IP addresses
AMO records IP addresses for various user actions, allowing us to correlate user activity to find malicious and abusive actors.
Processing
SetRemoteAddrFromForwardedFor
middleware is responsible for processing the
various headers and meta information we receive and setting
META['REMOTE_ADDR']
on the request
object passed to each view.
The request flow is either: Client -> CDN -> Load balancer -> WSGI proxy -> addons-server or Client -> CDN -> CDN shield -> Load balancer -> WSGI proxy -> addons-server or Client -> Load balancer -> WSGI proxy -> addons-server
Currently:
CDN is CloudFront or Fastly
CDN shield is an additional PoP on the CDN that request can go through (only enabled on Fastly)
Load Balancer is GKE Ingress (GCP)
WSGI proxy is nginx + uwsgi
CDN is set up to add a X-Request-Via-CDN
header set to a secret value known
to us so we can verify the request did originate from the CDN.

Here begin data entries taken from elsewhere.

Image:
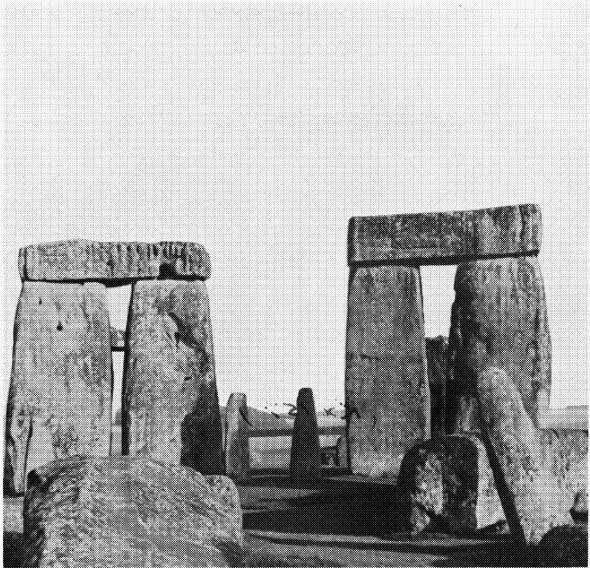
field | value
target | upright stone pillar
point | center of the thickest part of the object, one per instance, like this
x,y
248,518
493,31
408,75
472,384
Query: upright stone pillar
x,y
500,320
305,441
237,448
387,395
59,402
386,386
170,405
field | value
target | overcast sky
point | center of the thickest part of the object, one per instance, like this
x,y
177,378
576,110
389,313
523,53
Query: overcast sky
x,y
260,132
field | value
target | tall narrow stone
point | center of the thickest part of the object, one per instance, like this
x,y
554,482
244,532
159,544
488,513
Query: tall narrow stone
x,y
500,319
305,442
387,393
170,403
528,487
59,401
437,354
237,449
129,512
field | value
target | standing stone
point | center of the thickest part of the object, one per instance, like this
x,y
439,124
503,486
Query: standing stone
x,y
237,449
500,319
529,490
448,481
59,401
170,404
305,442
387,394
437,355
129,512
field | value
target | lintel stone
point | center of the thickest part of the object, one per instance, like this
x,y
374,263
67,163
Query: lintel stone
x,y
113,262
447,237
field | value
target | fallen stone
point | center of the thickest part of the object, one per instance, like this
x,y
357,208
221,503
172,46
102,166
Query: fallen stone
x,y
452,237
437,358
447,483
59,401
528,489
564,546
387,393
237,448
499,319
170,358
305,440
127,512
113,262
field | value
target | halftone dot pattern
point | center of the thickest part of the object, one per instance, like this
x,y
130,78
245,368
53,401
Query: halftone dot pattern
x,y
259,131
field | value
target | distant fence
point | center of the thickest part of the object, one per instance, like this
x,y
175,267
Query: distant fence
x,y
275,432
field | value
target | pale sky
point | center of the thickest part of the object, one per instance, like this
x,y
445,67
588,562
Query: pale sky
x,y
259,132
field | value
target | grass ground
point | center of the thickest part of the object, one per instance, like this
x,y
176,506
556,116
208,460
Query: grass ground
x,y
340,520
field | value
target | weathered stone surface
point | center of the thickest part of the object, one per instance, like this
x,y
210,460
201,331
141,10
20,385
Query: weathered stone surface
x,y
123,511
437,358
13,514
564,454
237,448
387,394
499,319
579,510
448,481
342,451
170,404
528,489
113,262
305,440
455,236
59,401
564,546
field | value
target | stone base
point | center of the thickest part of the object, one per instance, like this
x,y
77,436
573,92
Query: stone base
x,y
448,482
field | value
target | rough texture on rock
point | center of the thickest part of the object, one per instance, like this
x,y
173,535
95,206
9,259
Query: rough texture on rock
x,y
127,512
387,394
113,262
305,441
564,454
448,481
59,401
437,357
170,404
455,236
499,319
579,510
564,546
529,491
237,448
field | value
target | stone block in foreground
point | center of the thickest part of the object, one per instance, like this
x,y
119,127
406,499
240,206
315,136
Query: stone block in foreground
x,y
170,403
387,393
529,490
127,512
499,319
113,262
305,439
447,482
59,401
454,236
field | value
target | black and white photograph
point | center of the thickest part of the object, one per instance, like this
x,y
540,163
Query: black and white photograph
x,y
295,284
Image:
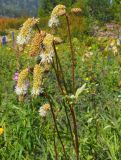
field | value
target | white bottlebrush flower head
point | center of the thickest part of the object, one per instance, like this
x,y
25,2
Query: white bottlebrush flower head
x,y
21,90
37,80
59,10
43,110
21,87
48,53
53,22
24,34
47,56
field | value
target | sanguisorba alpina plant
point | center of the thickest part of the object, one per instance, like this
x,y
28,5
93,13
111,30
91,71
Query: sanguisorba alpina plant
x,y
43,45
37,80
25,31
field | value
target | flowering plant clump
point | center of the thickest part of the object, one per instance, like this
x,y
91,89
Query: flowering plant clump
x,y
48,53
36,44
59,10
1,131
37,80
43,49
24,35
21,88
43,110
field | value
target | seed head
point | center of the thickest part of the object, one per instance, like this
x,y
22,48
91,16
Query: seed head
x,y
37,80
24,34
21,87
36,44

If the request was shielded by the CDN it sets the X-AMO-Request-Shielded
header to "true"
. This header should only be trusted if X-Request-Via-CDN
has been verified already.
Nginx converts X-Request-Via-CDN
and X-Forwarded-For
to
HTTP_X_REQUEST_VIA_CDN
and HTTP_X_FORWARDED_FOR
parameters, respectively.
The X-Forwarded-For
header is potentially user input. When intermediary
servers in the flow described above add their own IP to it, they are always
appending to the list, so we can only trust specific positions starting
from the right, anything else cannot be trusted.

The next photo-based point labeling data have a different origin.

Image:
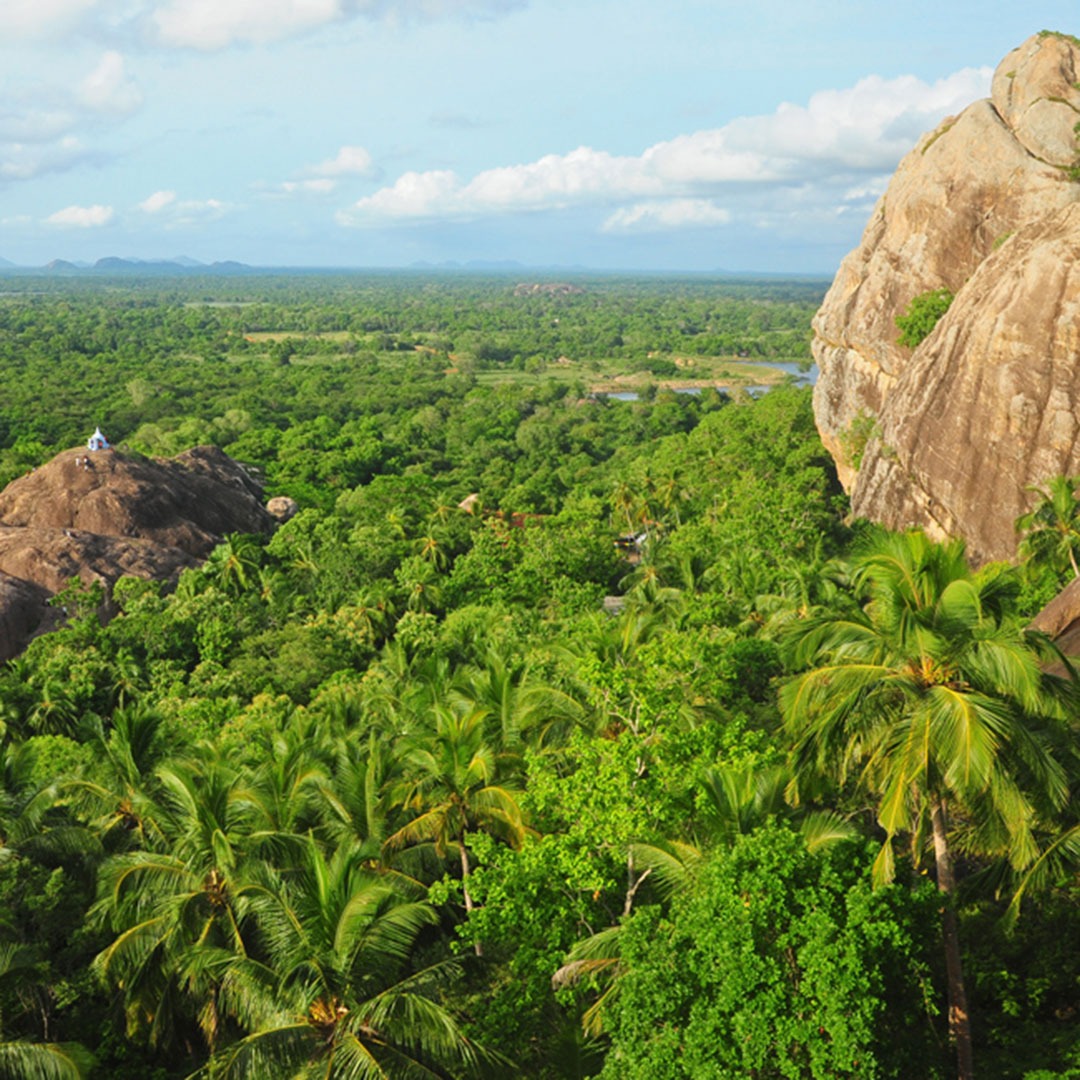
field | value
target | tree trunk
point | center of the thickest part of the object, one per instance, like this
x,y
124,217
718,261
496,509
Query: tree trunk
x,y
464,888
959,1022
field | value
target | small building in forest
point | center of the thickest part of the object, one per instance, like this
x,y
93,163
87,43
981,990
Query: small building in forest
x,y
97,441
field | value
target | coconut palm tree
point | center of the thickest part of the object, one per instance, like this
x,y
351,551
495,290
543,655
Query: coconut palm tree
x,y
337,994
451,783
934,702
1050,530
167,907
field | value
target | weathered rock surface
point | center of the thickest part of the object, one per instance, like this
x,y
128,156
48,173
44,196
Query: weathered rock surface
x,y
24,610
102,515
984,206
282,508
188,502
1061,620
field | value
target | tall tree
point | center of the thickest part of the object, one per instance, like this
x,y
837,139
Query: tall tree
x,y
338,995
933,701
1050,530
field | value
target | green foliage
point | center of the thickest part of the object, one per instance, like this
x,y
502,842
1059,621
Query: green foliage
x,y
854,439
778,963
921,315
505,684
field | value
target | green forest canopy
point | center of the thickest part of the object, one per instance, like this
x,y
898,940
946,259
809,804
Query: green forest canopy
x,y
393,791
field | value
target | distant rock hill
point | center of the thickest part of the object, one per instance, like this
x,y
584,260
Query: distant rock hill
x,y
100,515
948,435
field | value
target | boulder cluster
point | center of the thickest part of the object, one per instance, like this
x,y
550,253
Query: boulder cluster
x,y
100,515
950,435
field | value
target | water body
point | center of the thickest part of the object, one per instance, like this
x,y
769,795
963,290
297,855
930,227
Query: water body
x,y
807,378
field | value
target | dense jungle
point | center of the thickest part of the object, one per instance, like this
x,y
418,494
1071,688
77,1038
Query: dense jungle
x,y
570,727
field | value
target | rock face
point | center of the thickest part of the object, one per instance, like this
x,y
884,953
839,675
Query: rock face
x,y
987,207
100,515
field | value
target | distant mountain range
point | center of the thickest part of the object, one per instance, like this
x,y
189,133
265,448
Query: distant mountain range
x,y
112,264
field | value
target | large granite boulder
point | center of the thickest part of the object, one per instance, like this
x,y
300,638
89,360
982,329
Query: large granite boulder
x,y
100,515
948,435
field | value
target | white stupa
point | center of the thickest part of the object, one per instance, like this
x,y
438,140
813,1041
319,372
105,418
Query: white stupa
x,y
97,441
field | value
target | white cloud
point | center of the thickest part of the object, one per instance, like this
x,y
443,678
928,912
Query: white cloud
x,y
38,124
22,162
349,161
198,212
173,213
319,186
215,24
157,202
107,89
673,214
81,217
835,139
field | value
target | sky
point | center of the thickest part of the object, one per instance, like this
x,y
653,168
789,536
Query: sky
x,y
682,135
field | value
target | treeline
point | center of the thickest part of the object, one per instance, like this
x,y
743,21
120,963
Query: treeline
x,y
416,787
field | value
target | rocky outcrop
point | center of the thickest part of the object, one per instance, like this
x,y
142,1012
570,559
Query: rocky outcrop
x,y
24,610
102,515
986,207
187,502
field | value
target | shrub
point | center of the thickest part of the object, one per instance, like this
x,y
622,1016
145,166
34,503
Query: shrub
x,y
922,315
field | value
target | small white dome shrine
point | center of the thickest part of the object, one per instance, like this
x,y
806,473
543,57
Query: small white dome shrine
x,y
97,441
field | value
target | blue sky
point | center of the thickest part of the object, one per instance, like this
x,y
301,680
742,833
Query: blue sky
x,y
606,134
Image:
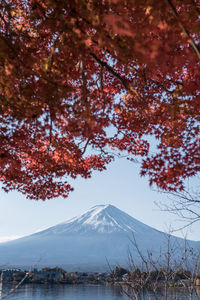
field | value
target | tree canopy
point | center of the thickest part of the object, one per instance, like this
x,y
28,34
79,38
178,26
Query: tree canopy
x,y
82,80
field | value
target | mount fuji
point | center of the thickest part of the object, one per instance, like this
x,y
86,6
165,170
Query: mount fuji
x,y
103,233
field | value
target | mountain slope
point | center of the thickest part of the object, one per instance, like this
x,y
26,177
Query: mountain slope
x,y
102,233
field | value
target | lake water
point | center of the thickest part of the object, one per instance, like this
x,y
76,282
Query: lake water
x,y
65,292
79,292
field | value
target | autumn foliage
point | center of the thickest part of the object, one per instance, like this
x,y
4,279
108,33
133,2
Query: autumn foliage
x,y
84,80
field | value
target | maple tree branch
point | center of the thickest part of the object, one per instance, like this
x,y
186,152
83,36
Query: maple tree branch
x,y
110,70
185,31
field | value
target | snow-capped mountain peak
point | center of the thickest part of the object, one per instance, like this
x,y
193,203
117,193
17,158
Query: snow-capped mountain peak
x,y
102,219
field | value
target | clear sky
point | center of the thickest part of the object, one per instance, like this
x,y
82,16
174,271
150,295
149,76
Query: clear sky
x,y
120,185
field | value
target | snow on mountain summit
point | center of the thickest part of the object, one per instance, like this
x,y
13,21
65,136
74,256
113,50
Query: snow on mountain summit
x,y
102,219
86,242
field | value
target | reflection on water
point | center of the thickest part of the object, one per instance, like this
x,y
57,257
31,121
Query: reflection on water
x,y
88,292
66,292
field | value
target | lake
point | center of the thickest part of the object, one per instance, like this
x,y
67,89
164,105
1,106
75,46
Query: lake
x,y
65,292
79,292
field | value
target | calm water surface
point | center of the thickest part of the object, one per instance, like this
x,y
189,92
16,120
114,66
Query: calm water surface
x,y
81,292
65,292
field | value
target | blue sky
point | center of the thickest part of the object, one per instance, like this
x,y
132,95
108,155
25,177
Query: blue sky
x,y
119,185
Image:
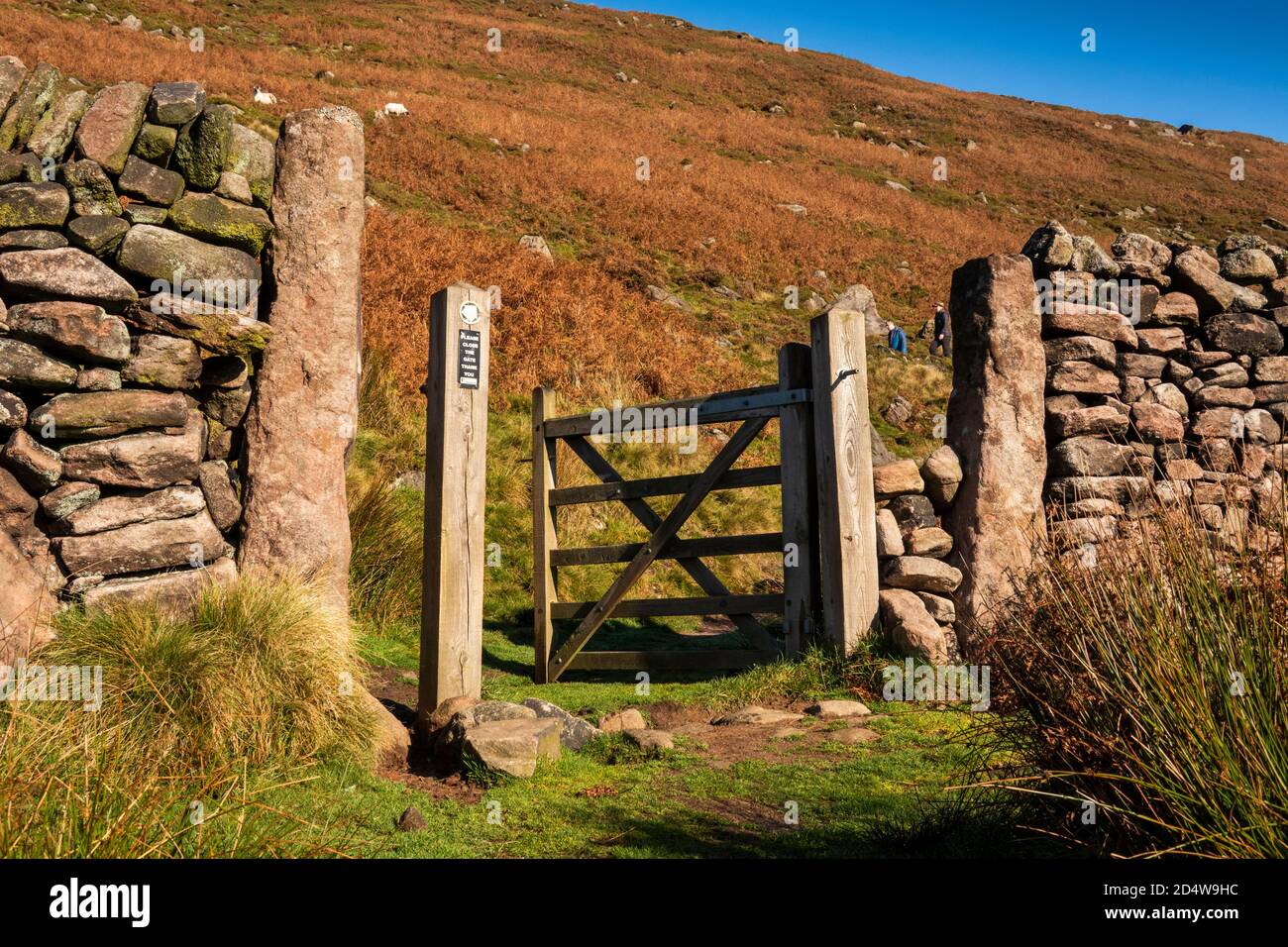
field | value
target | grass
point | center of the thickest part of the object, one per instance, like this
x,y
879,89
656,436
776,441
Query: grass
x,y
202,720
1150,692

CDN always makes origin requests with a X-Forwarded-For
header set to
“Client IP, CDN IP”, so the client IP will be second to last for a CDN
request. If the request was shielded, the shield PoP IP will be added so
the client IP will be third to last.
On GCP, GKE Ingress appends its own IP to that header, resulting in a value of “Client IP, CDN IP, GKE Ingress IP” (or “Client IP, CDN IP, CDN Shield IP, GKE Ingress IP” for shielded requests), so the client IP will be third to last, or fourth to last if there was a CDN Shield.

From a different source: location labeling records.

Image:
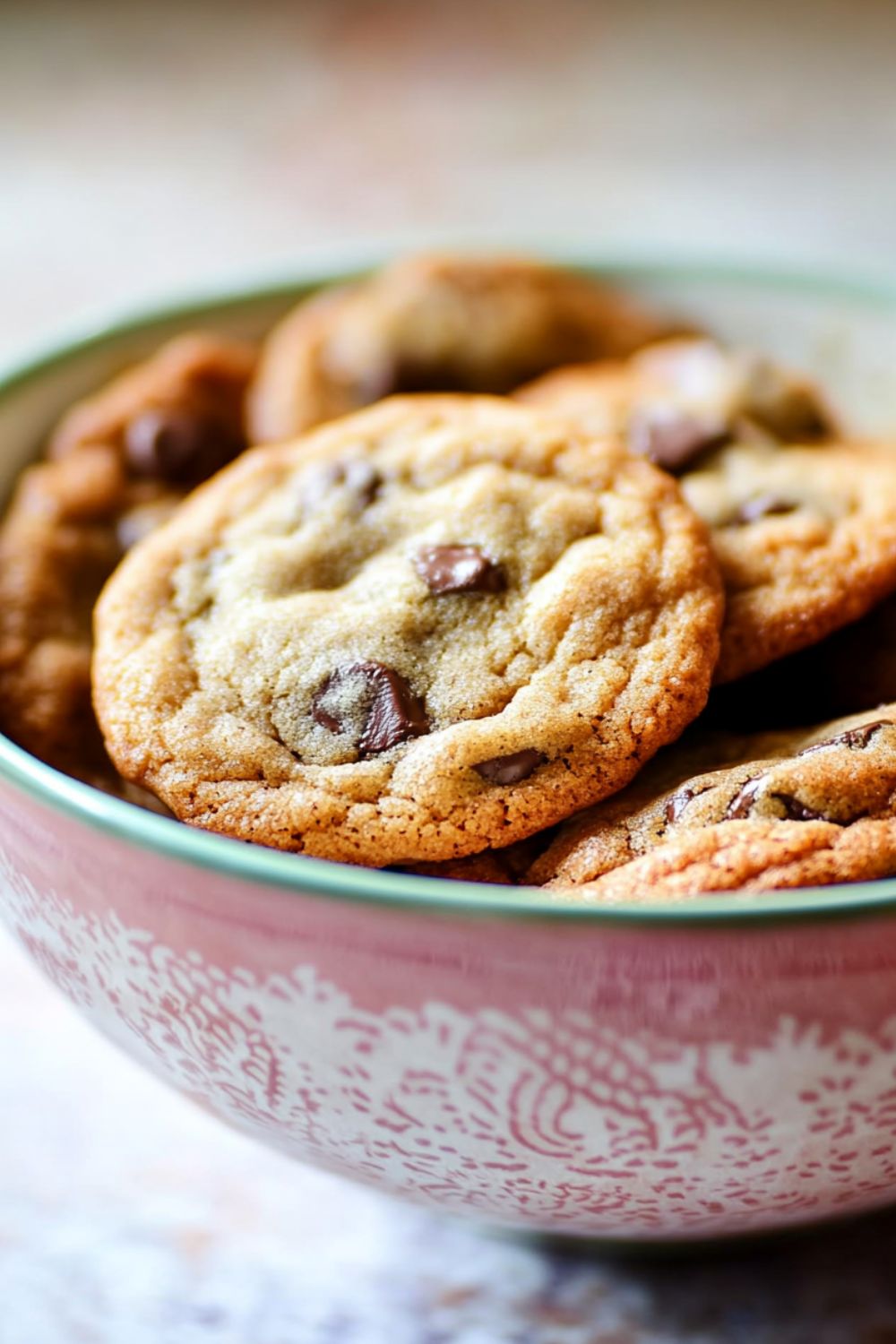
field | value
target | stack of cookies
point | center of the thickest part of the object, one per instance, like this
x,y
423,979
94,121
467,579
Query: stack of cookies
x,y
519,585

We are no longer hosted on AWS, but it’s worth noting that on AWS, the classic
ELB we were using did not make any alterations to X-Forwarded-For
. For this
reason, we only shift the client IP position we look at to account for the
Load Balancer if DEPLOY_PLATFORM
environ variable is set to "gcp"
.
If the request didn’t come from the CDN and is a direct origin request, on
AWS we can use REMOTE_ADDR
, but on GCP we’d get the GKE Ingress IP, and the
X-Forwarded-For
value will be “Client IP, GKE Ingress IP”, so the client IP
will be second to last.
Recording
Through several older models in the code have a dedicated field for this,
more recent implementations should use IPLog
, which is automatically
populated when an ActivityLog
action constant is defined with store_ip
set
to True
(note that if the keep
property isn’t defined, we don’t keep the
activity forever and therefore ultimately delete the associated IPLog
instance as well)